Joe Biden n’était pas encore président. Candidat pour le parti démocrate face à Donald Trump, soutien affirmé du prince héritier saoudien Mohammed ben Salman. Lui avait pris le contrepied de son adversaire et avait déclaré qu’il voulait faire de l’Arabie saoudite un « paria » sur la scène internationale. En cause, le rôle de son dirigeant de facto dans l’assassinat du journaliste Jamal Khashoggi.

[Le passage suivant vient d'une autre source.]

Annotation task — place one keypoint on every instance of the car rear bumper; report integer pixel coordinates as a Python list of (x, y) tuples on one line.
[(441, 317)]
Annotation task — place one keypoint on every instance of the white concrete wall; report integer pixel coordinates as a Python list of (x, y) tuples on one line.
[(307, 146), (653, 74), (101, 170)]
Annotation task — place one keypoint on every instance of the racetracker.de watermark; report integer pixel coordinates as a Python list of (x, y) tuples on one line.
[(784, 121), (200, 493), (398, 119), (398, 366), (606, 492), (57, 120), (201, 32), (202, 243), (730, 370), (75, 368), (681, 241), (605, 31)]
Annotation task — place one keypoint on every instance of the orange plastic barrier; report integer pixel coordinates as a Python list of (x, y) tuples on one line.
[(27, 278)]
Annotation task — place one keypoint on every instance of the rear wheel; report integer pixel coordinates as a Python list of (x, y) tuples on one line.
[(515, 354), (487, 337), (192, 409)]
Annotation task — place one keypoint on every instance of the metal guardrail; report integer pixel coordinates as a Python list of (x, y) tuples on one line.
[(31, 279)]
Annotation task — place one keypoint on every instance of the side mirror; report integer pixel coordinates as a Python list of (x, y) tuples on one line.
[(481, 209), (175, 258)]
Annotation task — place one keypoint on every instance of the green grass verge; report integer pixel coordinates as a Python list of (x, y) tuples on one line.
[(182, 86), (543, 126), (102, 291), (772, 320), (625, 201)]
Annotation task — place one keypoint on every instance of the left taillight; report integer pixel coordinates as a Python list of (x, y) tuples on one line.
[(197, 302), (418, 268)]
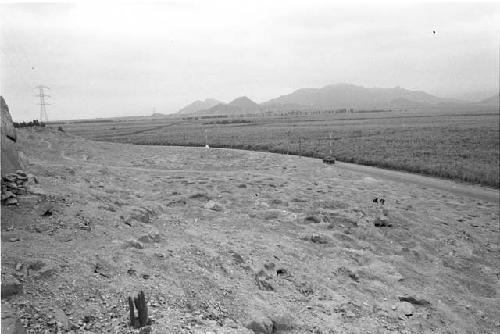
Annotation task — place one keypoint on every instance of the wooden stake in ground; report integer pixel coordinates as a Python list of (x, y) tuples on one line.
[(142, 318)]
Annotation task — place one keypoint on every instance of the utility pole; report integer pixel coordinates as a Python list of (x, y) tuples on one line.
[(330, 145), (43, 112)]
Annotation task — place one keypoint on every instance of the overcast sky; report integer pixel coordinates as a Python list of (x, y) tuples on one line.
[(116, 59)]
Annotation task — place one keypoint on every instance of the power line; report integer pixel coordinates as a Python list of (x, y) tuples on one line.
[(43, 111)]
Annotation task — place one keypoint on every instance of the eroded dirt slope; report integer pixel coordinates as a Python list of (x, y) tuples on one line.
[(221, 240)]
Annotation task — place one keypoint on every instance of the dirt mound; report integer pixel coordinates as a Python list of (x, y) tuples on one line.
[(10, 157), (295, 251)]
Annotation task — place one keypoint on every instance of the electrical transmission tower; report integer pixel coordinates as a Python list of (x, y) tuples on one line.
[(43, 111)]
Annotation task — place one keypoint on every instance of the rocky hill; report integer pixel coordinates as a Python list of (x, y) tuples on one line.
[(351, 96), (240, 105), (199, 105), (493, 100)]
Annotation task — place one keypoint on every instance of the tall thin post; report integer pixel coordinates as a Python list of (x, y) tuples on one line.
[(43, 103), (330, 144), (300, 147)]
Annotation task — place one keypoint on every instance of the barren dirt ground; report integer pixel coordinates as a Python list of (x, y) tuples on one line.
[(220, 240)]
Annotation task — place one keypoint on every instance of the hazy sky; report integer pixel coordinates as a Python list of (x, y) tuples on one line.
[(127, 59)]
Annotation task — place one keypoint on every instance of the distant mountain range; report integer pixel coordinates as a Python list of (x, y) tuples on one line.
[(199, 105), (337, 96), (493, 100)]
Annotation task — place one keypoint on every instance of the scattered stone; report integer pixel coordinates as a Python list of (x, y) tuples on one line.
[(37, 191), (269, 266), (145, 330), (10, 323), (282, 323), (14, 184), (10, 286), (102, 270), (134, 244), (151, 237), (312, 219), (261, 279), (260, 324), (414, 300), (305, 288), (11, 201), (382, 222), (282, 272), (316, 238), (8, 194), (319, 239), (61, 319), (85, 226), (211, 205), (405, 308), (45, 272), (350, 314), (238, 259)]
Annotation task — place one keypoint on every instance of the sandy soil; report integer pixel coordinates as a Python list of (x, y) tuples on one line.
[(221, 240)]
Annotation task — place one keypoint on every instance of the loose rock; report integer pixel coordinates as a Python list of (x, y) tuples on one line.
[(10, 286)]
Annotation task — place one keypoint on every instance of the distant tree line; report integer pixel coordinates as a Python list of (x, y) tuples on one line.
[(32, 123)]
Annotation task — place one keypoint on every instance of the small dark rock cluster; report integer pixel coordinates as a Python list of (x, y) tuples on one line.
[(14, 184)]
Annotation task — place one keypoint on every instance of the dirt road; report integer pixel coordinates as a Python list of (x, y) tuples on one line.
[(457, 188), (227, 241)]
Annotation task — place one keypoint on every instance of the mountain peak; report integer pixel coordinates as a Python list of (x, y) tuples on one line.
[(243, 102), (199, 105)]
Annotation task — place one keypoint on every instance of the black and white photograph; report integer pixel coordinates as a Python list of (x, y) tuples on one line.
[(250, 167)]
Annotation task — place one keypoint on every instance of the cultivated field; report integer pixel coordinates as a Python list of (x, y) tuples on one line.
[(461, 145), (234, 242)]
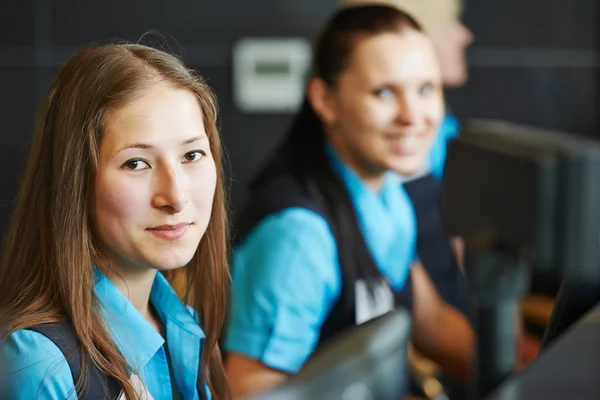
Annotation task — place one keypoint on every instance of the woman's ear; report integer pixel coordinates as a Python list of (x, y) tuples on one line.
[(321, 100)]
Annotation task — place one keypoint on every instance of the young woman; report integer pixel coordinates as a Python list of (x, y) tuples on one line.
[(327, 240), (122, 194)]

Devenu président, il avait poursuivi sur la même voie et déclassifié un rapport de la CIA qui accusait Mohammed ben Salman d’avoir « validé » ce meurtre. Le rapport avait été rejeté par Riyad, mais sa publication mettait la pression sur Mohammed ben Salman devenu persona non grata dans bon nombre de pays. Le ton était donné par Washington : pas question de traiter l’Arabie saoudite avec autant d’égard que ne l’avait fait Donald Trump. L’administration Biden, elle, allait réintroduire des valeurs dans sa diplomatie.
« Réorienter » les relations
Mais un an et demi plus tard, le même Joe Biden va se rendre à Djeddah au cours de son premier voyage en tant que président au Moyen-Orient. La décision est perçue comme un revirement dans son propre camp. Alors le président américain essaye de se défendre. Samedi, il a publié une tribune dans le Washington Post, le journal pour lequel travaillait Jamal Khashoggi. Il y défend son bilan au Moyen-Orient, notamment son soutien aux opposants saoudiens. Et affirme qu’il n’a jamais été question pour lui de « rompre » les liens avec Riyad, un allié « depuis 80 ans », mais de « réorienter » les relations.
Mais le sens de la tribune interpelle. « C’est inédit dans l’usage diplomatique de publier et de s’auto-justifie », relève Hasni Abidi, directeur du Cernam, le centre d’études et de recherche sur le monde arabe et méditerranéen et politologue à l’université de Genève. Pour lui, elle trahit un malaise bien réel chez Joe Biden : « À mon avis, il est convaincu que sa première position était une position dictée par ses convictions. Le président a été tout de même douché par le meurtre de Jamal Khashoggi. C’est lui qui a déclassé le rapport de la CIA : ce n’est pas rien ! Mais c’est lui-même aussi qui va en Arabie saoudite ».
Malaise perceptible
Cette visite marque un rapprochement avec Riyad, malgré les efforts de la Maison Blanche pour diminuer la portée de cette étape. L’administration américaine dans son ensemble n’a cependant jamais réussi à lever ce malaise. Pendant des semaines, elle n’a pas voulu confirmer les rumeurs concernant cette visite. Puis, elle a ensuite nié l’importance des interactions entre Joe Biden et Mohammed ben Salman. Le président américain doit assister à une réunion du conseil de coopération du Golfe, l’organisation régionale qui réunit les pays de la Péninsule à l’exception du Yémen, puis avoir une rencontre bilatérale avec le roi Salman d’Arabie saoudite.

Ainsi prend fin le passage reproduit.